The announcement stems from concerns as to whether a variety of vaccines being rolled out around the world will be strong enough to protect against worrying new varieties – and also the world needs new types of shoots to boost scarce supplies.
The survey of 15,000 people in Great Britain is still ongoing. But an interim analysis found that so far 62 participants have been diagnosed with COVID-19 – only six of them in the group who received the vaccine and the rest who received fake injections.

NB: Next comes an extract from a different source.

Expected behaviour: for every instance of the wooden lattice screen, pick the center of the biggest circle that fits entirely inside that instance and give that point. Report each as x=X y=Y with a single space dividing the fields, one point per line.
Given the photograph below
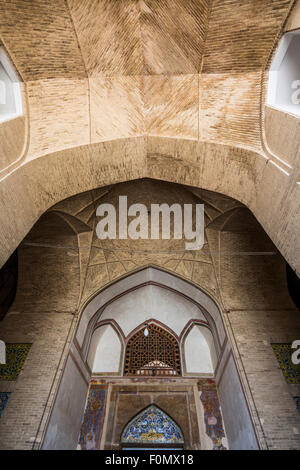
x=155 y=354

The infections occurred at a time when Britain was experiencing a jump in COVID-19 caused by a more contagious variant. A preliminary analysis found that more than half of the trial participants who became infected had the mutated version. The numbers are very small, but Novavax said they suggest the vaccine is nearly 96% effective against the older coronavirus and nearly 86% effective against the new variant.
Scientists are even more concerned about a strain first discovered in South Africa that carries several mutations – and results from a smaller Novavax study suggest the vaccine works, but not nearly as well as against the variant from Great Britain.
The South African study included some volunteers with HIV. The vaccine appears to be 60% effective among HIV-negative volunteers. Including the immunocompromised volunteers, protection was generally 49%, the company said. While genetic testing is still ongoing, so far about 90% of the COVID-19 diseases found in the South African study have been found to be due to the new mutant.
The preliminary findings may help Novavax get approval for its vaccine in Britain, but the US government is funding a much larger study that is still recruiting volunteers.
Vaccines against COVID-19 train the body to recognize the new coronavirus, usually the spike protein that envelops it. But the Novavax candidate is made different from the first shots used. The Maryland company, which is called a recombinant protein vaccine, uses genetic engineering to grow harmless copies of the coronavirus spike protein in insect cells. Scientists extract and purify the protein, then mix it with an immune-boosting chemical.